To study at Swiss high schools, laptops are meanwhile essential and required. Only some schools offer the option of borrowing one there. If you do have your own laptop, you should bring it with you to Switzerland. If you do not have your own, it is highly recommended to clarify before you leave for your exchange year, if you can count on the support of your family, your club or the school in this regard.

Inbounds attend the „canton school“ or „Gymnasium“ (secondary school level II). The general course level is quite high and demanding for all students. Swiss students have at least 36 lessons per week. Inbounds are expected to attend about 30 lessons per week. The lessons take place 5 days a week and are spread throughout the day from 7.30 am to 5.30 pm. In addition, students have homework to do. At the beginning, this curriculum is very tiring for inbounds but they soon get used to it.
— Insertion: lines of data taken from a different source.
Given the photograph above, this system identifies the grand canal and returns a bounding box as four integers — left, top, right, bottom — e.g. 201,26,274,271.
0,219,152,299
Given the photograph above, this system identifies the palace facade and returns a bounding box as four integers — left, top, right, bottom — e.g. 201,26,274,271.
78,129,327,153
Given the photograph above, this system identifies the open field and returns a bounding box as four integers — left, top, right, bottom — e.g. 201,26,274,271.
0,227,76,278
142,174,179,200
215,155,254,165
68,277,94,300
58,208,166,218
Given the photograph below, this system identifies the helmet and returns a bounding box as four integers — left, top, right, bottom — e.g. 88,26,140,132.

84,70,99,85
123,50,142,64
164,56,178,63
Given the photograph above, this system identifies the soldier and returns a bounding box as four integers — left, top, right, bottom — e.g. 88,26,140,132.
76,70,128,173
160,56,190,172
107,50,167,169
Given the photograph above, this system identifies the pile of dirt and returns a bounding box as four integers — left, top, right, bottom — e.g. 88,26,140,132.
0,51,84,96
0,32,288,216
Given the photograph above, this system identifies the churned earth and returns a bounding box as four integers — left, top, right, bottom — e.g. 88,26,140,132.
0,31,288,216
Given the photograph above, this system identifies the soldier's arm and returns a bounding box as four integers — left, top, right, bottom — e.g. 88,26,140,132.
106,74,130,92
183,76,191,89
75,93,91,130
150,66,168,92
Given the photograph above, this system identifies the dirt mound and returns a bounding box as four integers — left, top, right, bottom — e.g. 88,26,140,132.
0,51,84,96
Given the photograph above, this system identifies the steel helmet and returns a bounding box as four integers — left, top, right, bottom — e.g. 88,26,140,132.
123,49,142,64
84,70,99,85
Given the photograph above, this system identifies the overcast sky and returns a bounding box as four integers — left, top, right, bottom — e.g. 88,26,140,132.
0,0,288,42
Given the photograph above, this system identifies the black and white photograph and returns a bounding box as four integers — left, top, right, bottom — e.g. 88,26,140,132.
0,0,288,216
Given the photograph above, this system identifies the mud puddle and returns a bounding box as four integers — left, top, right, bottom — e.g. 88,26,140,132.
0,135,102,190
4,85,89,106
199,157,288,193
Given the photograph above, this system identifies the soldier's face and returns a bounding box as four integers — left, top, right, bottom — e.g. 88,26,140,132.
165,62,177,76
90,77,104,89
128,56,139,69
Graduation is not possible for inbounds. The school year in Switzerland does not substitute for or correspond to a school year at a high school in the home country. Generally speaking, inbounds cannot get credits.

At the time of arrival in Switzerland, inbounds should not have finished high school at home yet. Increasingly, Swiss schools turn down students who have already graduated. In the past such students did not participate in their school lessons and they skipped classes, their only interest being to have a “fun year”.

Too many unexcused absences can result in school dismissal and lead to an “early return”.

Sports at Swiss schools cannot be compared with sports at high schools in the U.S. or Canada. In Switzerland, spare time activities for young people such as sports and music are offered in the evening or on weekends by privately organised teams and clubs, not through schools as it is the case in many other countries. In almost every Swiss community there are music orchestras and a variety of sports teams (soccer, tennis, volleyball, etc.). We suggest that inbound exchange students continue to play their instrument / practise their favourite sport within such a local team. Host parents and Rotary host clubs will help to make the necessary contacts.